The centrepiece of the transaction is the South Coast Water Reclamation Project, which will upgrade a sewage treatment plant to produce 1.55 million cubic meters of reclaimed water annually for agricultural irrigation and groundwater recharge. The project is expected to reduce groundwater abstraction, improve sewer systems, and reduce marine pollution, contributing to food and water security in one of the world’s most water-scarce nations.
This deal sets a precedent for small island developing states by combining sovereign debt restructuring with measurable climate outcomes
The SSLL includes performance-based targets linked to the volume and quality of reclaimed water. If targets are not met, financial penalties are redirected to the Barbados Environmental Sustainability Fund, a dedicated vehicle for environmental reinvestment. The framework was independently reviewed by Sustainalytics, which rated the KPI as “strong” and the sustainability performance target as “highly ambitious”.
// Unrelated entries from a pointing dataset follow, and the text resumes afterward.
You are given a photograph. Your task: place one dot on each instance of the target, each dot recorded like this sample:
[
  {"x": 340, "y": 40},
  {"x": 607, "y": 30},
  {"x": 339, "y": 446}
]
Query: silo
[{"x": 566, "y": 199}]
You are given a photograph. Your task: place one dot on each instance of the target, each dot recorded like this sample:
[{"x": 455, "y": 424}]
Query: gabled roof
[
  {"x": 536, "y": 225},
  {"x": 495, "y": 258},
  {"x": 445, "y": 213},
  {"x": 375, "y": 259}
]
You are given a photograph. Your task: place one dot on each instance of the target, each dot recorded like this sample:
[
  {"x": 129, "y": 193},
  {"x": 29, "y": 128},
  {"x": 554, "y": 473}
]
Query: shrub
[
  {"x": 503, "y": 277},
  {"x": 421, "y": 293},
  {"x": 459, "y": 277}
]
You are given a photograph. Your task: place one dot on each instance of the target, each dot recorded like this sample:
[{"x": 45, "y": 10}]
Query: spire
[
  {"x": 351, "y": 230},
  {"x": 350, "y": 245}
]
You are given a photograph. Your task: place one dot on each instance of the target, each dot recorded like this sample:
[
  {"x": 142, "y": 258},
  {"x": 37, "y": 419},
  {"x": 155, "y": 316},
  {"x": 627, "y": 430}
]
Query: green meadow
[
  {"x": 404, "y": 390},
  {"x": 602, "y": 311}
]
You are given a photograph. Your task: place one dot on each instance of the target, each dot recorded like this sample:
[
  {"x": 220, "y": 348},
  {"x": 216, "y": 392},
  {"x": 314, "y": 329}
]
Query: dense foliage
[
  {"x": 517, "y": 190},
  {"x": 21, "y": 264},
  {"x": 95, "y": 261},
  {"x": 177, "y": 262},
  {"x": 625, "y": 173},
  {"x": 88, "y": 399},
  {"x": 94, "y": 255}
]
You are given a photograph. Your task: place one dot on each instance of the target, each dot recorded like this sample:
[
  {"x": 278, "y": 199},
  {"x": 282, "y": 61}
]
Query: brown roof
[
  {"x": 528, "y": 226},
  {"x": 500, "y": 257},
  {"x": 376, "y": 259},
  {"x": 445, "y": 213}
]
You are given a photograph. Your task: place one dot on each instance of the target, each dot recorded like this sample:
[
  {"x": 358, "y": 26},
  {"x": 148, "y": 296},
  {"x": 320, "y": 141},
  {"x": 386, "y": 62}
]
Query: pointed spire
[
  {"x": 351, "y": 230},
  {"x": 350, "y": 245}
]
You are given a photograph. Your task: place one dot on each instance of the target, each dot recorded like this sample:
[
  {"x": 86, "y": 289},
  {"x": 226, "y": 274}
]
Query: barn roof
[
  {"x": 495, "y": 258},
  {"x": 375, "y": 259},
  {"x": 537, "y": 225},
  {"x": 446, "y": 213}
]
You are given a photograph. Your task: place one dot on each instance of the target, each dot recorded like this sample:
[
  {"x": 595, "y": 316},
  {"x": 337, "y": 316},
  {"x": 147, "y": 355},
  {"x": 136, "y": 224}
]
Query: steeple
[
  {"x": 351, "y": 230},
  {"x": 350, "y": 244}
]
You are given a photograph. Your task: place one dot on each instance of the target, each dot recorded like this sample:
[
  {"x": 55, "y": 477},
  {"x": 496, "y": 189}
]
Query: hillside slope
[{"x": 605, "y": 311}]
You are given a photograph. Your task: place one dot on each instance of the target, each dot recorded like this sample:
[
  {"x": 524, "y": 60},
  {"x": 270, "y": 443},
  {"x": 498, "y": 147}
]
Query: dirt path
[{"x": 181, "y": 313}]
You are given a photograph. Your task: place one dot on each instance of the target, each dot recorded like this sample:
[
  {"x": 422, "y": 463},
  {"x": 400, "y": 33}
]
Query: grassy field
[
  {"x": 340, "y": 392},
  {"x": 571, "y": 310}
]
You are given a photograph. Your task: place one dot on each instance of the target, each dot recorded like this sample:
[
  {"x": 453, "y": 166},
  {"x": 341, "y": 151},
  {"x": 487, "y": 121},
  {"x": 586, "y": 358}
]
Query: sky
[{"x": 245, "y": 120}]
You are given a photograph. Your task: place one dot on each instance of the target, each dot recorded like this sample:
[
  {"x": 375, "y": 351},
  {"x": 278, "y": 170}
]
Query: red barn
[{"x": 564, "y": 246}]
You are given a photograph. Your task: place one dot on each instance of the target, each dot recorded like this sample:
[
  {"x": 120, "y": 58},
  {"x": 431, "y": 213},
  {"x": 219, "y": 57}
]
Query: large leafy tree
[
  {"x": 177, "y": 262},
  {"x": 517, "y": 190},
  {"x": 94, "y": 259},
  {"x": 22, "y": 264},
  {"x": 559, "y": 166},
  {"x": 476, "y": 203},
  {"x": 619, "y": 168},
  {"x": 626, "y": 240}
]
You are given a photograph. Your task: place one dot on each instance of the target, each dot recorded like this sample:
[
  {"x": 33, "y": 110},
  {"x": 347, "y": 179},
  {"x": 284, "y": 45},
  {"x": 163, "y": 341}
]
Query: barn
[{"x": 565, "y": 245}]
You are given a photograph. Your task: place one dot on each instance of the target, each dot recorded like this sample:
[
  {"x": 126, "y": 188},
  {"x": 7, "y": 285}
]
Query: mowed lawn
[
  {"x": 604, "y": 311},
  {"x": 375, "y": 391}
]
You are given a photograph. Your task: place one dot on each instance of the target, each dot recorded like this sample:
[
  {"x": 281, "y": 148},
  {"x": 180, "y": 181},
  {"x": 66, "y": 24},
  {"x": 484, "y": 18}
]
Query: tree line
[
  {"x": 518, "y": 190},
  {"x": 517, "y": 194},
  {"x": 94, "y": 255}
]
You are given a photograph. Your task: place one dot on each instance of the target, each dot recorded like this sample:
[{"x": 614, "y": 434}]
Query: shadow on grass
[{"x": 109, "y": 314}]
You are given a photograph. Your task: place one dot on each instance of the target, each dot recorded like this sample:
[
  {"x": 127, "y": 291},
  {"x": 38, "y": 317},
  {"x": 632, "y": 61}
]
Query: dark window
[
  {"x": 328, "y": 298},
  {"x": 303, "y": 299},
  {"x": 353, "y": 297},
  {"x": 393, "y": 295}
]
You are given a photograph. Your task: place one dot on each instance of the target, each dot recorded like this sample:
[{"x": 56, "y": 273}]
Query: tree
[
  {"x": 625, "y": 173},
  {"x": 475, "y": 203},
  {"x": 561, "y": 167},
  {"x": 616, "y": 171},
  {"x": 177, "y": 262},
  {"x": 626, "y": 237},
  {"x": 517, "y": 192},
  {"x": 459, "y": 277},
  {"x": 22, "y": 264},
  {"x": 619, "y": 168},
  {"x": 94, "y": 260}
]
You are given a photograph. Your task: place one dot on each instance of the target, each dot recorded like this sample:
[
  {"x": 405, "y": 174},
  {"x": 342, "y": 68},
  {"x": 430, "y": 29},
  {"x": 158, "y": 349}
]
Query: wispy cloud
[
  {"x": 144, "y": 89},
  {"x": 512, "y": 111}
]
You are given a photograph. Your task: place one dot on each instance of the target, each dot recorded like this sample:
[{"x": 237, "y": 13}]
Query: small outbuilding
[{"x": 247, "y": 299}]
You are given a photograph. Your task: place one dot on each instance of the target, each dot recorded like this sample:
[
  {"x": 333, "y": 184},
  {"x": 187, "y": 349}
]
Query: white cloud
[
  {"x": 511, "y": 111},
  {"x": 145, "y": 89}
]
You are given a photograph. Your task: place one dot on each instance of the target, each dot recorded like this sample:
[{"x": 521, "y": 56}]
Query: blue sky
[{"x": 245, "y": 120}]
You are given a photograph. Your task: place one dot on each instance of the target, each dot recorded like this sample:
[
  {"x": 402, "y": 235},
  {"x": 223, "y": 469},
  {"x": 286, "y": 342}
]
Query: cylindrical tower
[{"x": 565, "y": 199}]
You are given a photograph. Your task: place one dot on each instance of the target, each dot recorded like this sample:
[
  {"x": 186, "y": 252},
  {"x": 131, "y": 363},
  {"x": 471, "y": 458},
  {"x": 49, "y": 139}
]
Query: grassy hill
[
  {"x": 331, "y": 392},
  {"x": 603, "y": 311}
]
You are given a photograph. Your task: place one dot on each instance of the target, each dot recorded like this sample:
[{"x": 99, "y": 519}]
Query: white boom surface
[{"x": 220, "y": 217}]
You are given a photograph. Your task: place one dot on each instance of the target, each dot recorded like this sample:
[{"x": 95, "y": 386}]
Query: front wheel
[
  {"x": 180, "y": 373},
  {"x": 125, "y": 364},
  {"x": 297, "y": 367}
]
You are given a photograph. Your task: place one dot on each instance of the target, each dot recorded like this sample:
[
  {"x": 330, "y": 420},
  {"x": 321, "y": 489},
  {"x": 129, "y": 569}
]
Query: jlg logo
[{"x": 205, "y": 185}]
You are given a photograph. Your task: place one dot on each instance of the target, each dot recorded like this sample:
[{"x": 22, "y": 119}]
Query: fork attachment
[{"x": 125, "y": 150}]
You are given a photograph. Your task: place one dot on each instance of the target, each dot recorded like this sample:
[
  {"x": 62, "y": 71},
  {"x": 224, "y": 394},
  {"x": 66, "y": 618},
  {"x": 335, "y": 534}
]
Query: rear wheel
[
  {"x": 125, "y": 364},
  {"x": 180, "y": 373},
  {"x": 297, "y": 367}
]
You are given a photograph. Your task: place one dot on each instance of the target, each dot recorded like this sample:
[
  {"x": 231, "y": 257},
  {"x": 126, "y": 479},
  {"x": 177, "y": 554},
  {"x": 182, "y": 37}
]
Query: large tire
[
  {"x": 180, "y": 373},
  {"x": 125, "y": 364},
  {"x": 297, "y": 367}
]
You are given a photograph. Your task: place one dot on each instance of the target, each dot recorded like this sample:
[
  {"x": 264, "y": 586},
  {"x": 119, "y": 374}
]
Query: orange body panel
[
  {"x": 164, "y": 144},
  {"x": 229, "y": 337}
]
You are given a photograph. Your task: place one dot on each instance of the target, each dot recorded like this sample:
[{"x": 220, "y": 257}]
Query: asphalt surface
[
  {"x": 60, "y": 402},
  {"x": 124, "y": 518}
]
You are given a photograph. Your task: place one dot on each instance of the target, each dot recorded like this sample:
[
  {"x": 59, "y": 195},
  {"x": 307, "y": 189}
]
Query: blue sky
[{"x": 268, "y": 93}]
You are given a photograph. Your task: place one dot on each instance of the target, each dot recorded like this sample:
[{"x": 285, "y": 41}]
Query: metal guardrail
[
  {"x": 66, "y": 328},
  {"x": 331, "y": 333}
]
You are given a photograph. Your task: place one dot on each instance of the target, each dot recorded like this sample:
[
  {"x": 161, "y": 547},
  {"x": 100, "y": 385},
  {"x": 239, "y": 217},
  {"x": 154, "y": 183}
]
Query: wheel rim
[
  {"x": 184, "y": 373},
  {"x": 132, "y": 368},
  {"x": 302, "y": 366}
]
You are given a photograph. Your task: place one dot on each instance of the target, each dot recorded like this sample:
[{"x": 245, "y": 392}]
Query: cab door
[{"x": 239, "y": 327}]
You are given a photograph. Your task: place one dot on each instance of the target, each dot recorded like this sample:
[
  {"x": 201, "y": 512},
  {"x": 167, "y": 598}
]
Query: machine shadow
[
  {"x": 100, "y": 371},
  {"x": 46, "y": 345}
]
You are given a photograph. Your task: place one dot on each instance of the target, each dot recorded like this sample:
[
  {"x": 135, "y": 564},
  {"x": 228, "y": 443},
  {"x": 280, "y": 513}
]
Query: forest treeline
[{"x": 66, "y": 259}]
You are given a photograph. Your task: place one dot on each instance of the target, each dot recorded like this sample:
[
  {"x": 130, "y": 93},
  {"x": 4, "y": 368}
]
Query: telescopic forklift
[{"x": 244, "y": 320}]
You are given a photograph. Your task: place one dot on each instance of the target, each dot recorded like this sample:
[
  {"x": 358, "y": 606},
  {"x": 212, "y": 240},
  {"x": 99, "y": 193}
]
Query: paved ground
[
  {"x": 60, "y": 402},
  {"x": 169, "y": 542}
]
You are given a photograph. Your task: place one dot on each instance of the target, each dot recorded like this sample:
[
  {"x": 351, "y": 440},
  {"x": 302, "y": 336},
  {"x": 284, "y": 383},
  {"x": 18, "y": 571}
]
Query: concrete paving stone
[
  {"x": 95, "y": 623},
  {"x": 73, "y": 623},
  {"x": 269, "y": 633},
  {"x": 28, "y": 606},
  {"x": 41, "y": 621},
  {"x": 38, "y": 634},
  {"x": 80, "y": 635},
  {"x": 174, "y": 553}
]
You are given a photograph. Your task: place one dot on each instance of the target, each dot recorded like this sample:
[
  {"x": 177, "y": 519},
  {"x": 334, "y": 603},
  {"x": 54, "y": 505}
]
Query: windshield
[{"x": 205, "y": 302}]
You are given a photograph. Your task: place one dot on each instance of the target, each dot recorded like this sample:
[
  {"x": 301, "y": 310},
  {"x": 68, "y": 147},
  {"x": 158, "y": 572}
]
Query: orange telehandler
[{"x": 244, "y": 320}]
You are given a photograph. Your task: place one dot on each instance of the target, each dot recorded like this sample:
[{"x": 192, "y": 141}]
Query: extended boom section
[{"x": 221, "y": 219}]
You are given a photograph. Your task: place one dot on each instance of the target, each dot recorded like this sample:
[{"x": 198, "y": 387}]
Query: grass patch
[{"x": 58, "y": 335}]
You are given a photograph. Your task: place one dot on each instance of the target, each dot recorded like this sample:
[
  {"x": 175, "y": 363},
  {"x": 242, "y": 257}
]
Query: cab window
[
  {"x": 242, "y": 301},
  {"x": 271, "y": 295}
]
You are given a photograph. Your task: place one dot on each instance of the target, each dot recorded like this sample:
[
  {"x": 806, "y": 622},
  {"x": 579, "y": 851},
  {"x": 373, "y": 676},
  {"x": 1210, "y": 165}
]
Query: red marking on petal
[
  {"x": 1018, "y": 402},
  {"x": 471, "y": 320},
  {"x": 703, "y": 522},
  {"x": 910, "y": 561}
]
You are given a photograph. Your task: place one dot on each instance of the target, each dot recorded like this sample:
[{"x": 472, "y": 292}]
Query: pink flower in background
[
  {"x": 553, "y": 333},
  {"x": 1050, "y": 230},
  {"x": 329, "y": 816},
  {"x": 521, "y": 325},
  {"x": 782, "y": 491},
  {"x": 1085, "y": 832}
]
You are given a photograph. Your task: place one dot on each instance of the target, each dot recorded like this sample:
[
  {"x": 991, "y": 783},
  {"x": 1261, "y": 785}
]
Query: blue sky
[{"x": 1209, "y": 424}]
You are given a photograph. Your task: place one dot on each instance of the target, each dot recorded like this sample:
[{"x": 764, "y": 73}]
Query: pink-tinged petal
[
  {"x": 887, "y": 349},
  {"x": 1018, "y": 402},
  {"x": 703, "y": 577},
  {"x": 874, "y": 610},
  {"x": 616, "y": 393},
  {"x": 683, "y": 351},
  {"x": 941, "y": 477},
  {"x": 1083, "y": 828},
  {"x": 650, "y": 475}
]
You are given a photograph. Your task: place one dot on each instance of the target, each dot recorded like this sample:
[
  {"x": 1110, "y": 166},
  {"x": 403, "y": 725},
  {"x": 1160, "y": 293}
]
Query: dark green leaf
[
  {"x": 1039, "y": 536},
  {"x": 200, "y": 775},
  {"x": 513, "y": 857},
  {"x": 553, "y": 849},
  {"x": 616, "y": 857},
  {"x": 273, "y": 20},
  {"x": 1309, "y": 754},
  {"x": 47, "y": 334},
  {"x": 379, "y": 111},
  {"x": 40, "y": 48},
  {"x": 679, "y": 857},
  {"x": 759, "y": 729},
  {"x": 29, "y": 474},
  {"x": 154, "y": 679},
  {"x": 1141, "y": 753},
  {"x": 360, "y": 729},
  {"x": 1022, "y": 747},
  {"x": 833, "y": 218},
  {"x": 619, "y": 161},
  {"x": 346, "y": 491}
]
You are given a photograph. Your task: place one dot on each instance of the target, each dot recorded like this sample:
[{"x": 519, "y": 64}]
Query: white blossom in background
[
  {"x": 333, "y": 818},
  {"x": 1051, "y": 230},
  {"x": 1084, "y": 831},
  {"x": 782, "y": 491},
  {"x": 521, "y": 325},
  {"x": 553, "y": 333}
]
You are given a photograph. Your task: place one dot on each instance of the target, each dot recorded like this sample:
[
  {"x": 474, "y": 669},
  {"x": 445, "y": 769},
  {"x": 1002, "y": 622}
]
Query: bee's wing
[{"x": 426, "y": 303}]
The transaction aligns with Barbados’s updated Nationally Determined Contribution and its Investment Plan for Prosperity and Resilience. It supports the country’s Roofs to Reefs programme and the Paris Agreement by enhancing climate adaptation through water availability, pollution prevention and fiscal resilience.
This deal sets a precedent for small island developing states by combining sovereign debt restructuring with measurable climate outcomes. It demonstrates how innovative financial structuring, multilateral partnerships and ESG-linked accountability can deliver both environmental and fiscal benefits at scale.